Mas por que um Estado decidiria exercer essa opção? Afinal, os Estados poderiam ter um programa financiado pela federação que daria grandes benefícios a milhões de cidadãos, despejaria bilhões em suas economias e ajudaria a apoiar seus provedores de serviços de saúde. Quem recusaria tal oferta?

A resposta é: 22 Estados nesta altura, embora alguns possam eventualmente mudar de ideia. E o que esses Estados têm em comum? Principalmente, uma história de escravidão: só um ex-membro da Confederação expandiu o Medicaid e, enquanto poucos Estados do norte participam do movimento, mais de 80% da população de Estados que recusam o Medicaid vivem em unidades que praticavam a escravidão antes da Guerra Civil.

E não é apenas a reforma da saúde: uma história de escravidão é um forte fator de previsão de tudo, desde o controle das armas (ou ausência dele) aos salários mínimos baixos, hostilidade aos sindicatos e política fiscal.

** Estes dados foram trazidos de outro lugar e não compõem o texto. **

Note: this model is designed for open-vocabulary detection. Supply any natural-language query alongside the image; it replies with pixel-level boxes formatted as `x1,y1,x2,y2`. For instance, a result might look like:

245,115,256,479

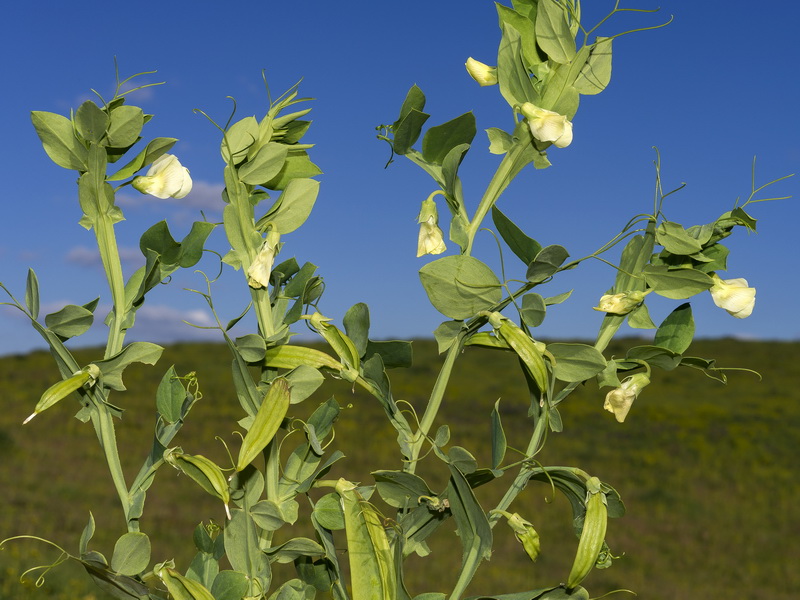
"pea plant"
2,0,788,600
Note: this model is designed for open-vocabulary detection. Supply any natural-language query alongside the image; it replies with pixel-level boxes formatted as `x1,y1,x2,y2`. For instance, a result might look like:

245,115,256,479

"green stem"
464,142,533,255
93,214,126,358
405,332,466,473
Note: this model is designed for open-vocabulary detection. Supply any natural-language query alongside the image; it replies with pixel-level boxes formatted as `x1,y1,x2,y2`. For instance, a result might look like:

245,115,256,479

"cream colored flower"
465,56,497,86
603,373,650,423
592,292,646,315
131,154,192,200
417,198,447,256
247,229,281,289
519,102,572,148
708,273,756,319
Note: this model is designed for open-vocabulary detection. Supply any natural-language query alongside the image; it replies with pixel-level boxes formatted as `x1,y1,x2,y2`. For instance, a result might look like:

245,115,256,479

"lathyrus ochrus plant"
4,0,792,600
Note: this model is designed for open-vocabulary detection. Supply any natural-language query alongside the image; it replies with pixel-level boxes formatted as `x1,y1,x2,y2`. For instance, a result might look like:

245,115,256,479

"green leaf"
75,100,108,143
422,112,477,165
656,221,703,256
95,342,164,392
547,343,606,382
211,571,250,600
238,142,289,185
653,302,694,354
111,532,150,576
108,138,178,181
108,105,145,148
525,245,569,283
492,206,542,265
156,365,186,423
419,255,502,320
372,471,433,509
25,269,39,321
536,0,575,64
643,265,714,300
31,110,89,171
572,37,613,95
492,400,507,469
257,178,319,235
520,292,547,327
44,302,94,340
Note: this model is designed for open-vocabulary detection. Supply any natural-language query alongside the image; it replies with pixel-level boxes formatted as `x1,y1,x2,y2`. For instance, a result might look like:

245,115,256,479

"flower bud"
592,292,645,315
131,154,192,200
465,56,497,87
709,273,756,319
603,373,650,423
519,102,572,148
247,228,281,289
417,197,447,256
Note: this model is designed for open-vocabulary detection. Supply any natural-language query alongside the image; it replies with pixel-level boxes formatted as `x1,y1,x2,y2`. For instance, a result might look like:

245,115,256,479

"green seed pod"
164,448,231,519
22,365,100,425
236,377,291,471
336,479,397,600
489,312,548,393
567,477,608,590
156,567,214,600
264,344,344,371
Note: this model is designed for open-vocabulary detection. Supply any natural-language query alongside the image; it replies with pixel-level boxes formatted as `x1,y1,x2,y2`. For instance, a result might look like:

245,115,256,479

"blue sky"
0,0,800,354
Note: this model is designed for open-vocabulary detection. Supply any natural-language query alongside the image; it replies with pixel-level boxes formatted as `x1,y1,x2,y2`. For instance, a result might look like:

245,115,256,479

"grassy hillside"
0,340,800,600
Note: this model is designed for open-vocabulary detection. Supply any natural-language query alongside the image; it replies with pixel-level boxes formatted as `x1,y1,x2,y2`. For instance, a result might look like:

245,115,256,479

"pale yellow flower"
603,373,650,423
708,273,756,319
417,198,447,256
465,56,497,86
131,154,192,200
519,102,572,148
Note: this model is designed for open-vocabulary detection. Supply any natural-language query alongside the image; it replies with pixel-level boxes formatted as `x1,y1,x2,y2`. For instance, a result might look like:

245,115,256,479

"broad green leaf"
258,178,319,235
643,265,714,300
419,255,502,320
111,532,150,576
108,138,178,181
572,37,613,95
75,100,108,143
547,343,606,382
536,0,575,64
25,269,39,321
108,105,145,148
492,400,507,469
492,206,542,265
656,221,703,256
44,299,94,339
220,117,259,165
238,142,289,185
525,245,569,283
653,302,694,354
422,112,477,165
263,150,322,190
31,110,89,171
520,292,547,327
156,365,186,423
211,571,250,600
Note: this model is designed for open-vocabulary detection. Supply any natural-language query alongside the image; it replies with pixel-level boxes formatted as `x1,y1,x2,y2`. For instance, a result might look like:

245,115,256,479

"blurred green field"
0,339,800,600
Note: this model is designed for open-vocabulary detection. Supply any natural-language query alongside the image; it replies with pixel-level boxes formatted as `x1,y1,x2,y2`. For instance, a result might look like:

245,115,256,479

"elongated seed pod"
164,448,231,519
567,477,608,590
22,365,100,425
489,313,548,393
157,567,214,600
336,479,397,600
264,344,344,371
236,377,291,471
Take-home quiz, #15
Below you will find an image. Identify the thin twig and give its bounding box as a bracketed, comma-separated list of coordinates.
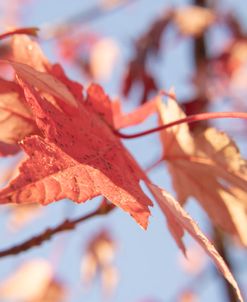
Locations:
[114, 112, 247, 139]
[0, 203, 114, 258]
[40, 0, 140, 39]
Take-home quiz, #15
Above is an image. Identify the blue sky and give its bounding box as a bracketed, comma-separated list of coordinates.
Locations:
[0, 0, 247, 302]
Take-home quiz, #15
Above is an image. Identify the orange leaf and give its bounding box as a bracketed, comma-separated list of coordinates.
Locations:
[0, 27, 39, 40]
[0, 70, 152, 228]
[158, 94, 247, 245]
[0, 79, 38, 155]
[147, 183, 243, 302]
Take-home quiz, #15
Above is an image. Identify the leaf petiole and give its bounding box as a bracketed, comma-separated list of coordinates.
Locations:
[114, 112, 247, 139]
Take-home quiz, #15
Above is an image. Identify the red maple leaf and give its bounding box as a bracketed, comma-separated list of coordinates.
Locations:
[0, 63, 152, 228]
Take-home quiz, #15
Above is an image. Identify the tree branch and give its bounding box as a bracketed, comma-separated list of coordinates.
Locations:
[0, 202, 115, 258]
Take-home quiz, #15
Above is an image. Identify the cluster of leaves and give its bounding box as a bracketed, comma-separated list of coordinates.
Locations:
[0, 27, 247, 301]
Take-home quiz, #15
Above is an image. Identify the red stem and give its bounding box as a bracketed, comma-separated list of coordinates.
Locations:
[114, 112, 247, 139]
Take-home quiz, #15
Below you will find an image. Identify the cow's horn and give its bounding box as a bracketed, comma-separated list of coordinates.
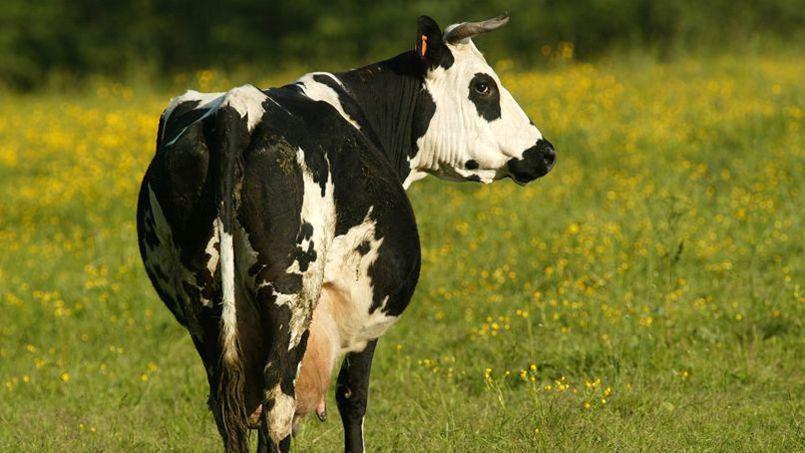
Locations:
[445, 13, 509, 44]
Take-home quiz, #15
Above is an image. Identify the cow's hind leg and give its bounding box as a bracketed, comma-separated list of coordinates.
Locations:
[251, 285, 313, 452]
[335, 339, 377, 453]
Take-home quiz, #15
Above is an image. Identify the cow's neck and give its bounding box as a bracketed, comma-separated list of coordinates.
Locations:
[336, 51, 422, 184]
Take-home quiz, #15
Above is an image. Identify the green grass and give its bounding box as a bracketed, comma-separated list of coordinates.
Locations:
[0, 56, 805, 452]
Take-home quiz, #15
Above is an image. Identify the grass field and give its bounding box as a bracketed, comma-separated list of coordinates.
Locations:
[0, 55, 805, 452]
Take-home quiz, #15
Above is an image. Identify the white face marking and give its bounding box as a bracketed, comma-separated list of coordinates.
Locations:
[296, 72, 361, 129]
[411, 37, 542, 183]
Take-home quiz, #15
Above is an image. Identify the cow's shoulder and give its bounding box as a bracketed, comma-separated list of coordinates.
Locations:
[158, 84, 265, 146]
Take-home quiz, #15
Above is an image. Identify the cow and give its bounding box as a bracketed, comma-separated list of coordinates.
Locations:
[137, 14, 555, 452]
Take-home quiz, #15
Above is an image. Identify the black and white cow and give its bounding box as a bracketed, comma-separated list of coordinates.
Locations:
[137, 15, 554, 452]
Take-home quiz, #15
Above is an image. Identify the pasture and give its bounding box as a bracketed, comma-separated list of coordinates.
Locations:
[0, 55, 805, 452]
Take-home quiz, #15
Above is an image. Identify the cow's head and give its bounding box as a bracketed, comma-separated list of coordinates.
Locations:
[412, 15, 556, 184]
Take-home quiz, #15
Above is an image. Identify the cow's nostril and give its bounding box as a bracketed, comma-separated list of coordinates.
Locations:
[537, 139, 556, 170]
[542, 148, 556, 170]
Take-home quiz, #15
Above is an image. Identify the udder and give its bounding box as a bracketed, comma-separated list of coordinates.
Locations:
[296, 287, 340, 419]
[249, 285, 342, 427]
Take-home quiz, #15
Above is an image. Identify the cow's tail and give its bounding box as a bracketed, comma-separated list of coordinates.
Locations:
[207, 100, 249, 451]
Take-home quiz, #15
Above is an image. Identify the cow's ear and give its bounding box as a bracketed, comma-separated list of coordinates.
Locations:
[416, 16, 453, 68]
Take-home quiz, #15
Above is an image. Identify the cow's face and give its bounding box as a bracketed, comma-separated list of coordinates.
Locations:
[415, 16, 555, 184]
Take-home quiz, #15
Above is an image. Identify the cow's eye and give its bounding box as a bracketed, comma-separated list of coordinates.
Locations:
[472, 81, 489, 94]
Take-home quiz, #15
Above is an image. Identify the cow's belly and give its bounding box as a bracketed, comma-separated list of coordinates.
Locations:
[314, 210, 398, 354]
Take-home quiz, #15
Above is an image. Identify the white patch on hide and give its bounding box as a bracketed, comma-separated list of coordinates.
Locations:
[296, 72, 361, 130]
[324, 208, 397, 353]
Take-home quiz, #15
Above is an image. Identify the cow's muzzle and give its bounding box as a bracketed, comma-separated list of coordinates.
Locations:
[507, 139, 556, 184]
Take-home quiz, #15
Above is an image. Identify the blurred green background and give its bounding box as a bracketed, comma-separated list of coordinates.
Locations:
[0, 0, 805, 90]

Então sempre será assim? Os EUA estão condenados a viver para sempre politicamente à sombra da escravidão?

Eu gostaria de pensar que não. Por um lado, nosso país está se tornando mais diversificado etnicamente, e a antiga polaridade negro-branco lentamente se torna antiquada. Por outro, como eu disse, nós realmente nos tornamos uma sociedade muito menos racista, e em geral muito mais tolerante, de muitas maneiras. Com o tempo, deveríamos esperar ver diminuir a influência da política de racismo disfarçado.

Mas isso ainda não aconteceu. De vez em quando você ouve um coro de vozes declarando que a raça não é mais um problema nos EUA. É excesso de otimismo; ainda somos assombrados pelo pecado original de nosso país.